I have a question regarding a code snippet from the React.js tutorial. I'm a beginner in JavaScript, so please excuse me if this is a dumb question.
function calculateWinner(squares) {
const lines = [
[0, 1, 2],
[3, 4, 5],
[6, 7, 8],
[0, 3, 6],
[1, 4, 7],
[2, 5, 8],
[0, 4, 8],
[2, 4, 6],
];
for (let i = 0; i < lines.length; i++) {
const [a, b, c] = lines[i];
if (squares[a] && squares[a] === squares[b] && squares[a] === squares[c]) {
return squares[a];
}
}
return null;
}
The purpose of this function is to evaluate the winner of a tic-tac-toe game. The square argument gets an array of nine values with type of null, "X" or "O".
Assuming that the first three values of the array are "X", the if-statement would resolve to "X" && "X" === "X" && "X" === "X". This would result in "X" === "X" === "X". So it should return trueand the player playing with the "X" has won.
But if I try it in JSBin for example, console.log("X" === "X" === "X") returns false. I just don't get it, because in my opinion "X" is equal to "X" is equal to "X".
Can anyone explain where my error in reasoning is?
Thank you very much!
Sebastian Beier
Assuming that the first three values of the array are "X", the if-statement would resolve to "X" && "X" === "X" && "X" === "X". This would result in "X" === "X" === "X".
No, it would result in "X" && true && true:
if (squares[a] && squares[a] === squares[b] && squares[a] === squares[c])

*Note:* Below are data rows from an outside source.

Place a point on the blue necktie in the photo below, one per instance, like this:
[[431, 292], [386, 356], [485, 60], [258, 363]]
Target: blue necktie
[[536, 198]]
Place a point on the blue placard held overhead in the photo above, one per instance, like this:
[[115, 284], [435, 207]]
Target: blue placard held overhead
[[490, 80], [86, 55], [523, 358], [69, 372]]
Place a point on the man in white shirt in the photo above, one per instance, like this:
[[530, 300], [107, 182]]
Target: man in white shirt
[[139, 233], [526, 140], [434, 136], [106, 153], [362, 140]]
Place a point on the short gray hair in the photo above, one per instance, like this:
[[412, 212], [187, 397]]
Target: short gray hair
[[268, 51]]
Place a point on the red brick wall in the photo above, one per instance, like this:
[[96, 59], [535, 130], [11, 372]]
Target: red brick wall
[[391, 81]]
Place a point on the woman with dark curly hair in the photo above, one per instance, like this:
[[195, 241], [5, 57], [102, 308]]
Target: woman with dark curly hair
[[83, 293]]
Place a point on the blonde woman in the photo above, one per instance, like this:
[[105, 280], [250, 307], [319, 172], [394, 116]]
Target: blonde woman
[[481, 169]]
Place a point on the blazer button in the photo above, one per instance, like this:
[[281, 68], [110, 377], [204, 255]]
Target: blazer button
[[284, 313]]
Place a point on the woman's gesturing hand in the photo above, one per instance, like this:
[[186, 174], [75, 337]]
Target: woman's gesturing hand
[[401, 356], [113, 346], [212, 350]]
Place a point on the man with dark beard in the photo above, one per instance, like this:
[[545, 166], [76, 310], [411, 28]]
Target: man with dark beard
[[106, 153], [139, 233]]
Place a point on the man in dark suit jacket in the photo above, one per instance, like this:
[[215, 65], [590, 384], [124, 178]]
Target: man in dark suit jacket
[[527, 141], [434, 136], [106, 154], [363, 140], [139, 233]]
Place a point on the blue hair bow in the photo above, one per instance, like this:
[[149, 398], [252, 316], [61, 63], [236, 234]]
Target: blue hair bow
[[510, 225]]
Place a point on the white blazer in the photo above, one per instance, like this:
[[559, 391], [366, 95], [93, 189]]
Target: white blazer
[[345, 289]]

// ^^^^^^^^^^ ^^^^^^^^^^^^^^^^^^^^^^^^^ ^^^^^^^^^^^^^^^^^^^^^^^^^
// "X" true true
The &&evaluates its left-hand operand and, if that result is falsy¹, results in that falsy value. If the left-hand operand's value is truthy, && evalutes its right-hand operand and takes that value as its result.
So "X" && true && true evalutes to true && true which evalutes to true.
In contrast, the === operator evalutes its left-hand operand, then its right-hand operand, and then its right-hand operand, and compares the result for strict equality (same type and value). It's also left-to-right associative, so "X" === "X" === "X" is ("X" === "X") === "X" which is true === "X" which is false, because true is not strictly equal to "X".
¹ "falsy" - When used in a boolean context (for instance, an if condition) a value is falsy if it coerces to false. The falsy values are 0, "", null, undefined, NaN, and of course false. All other values are truthy — they coerce to true.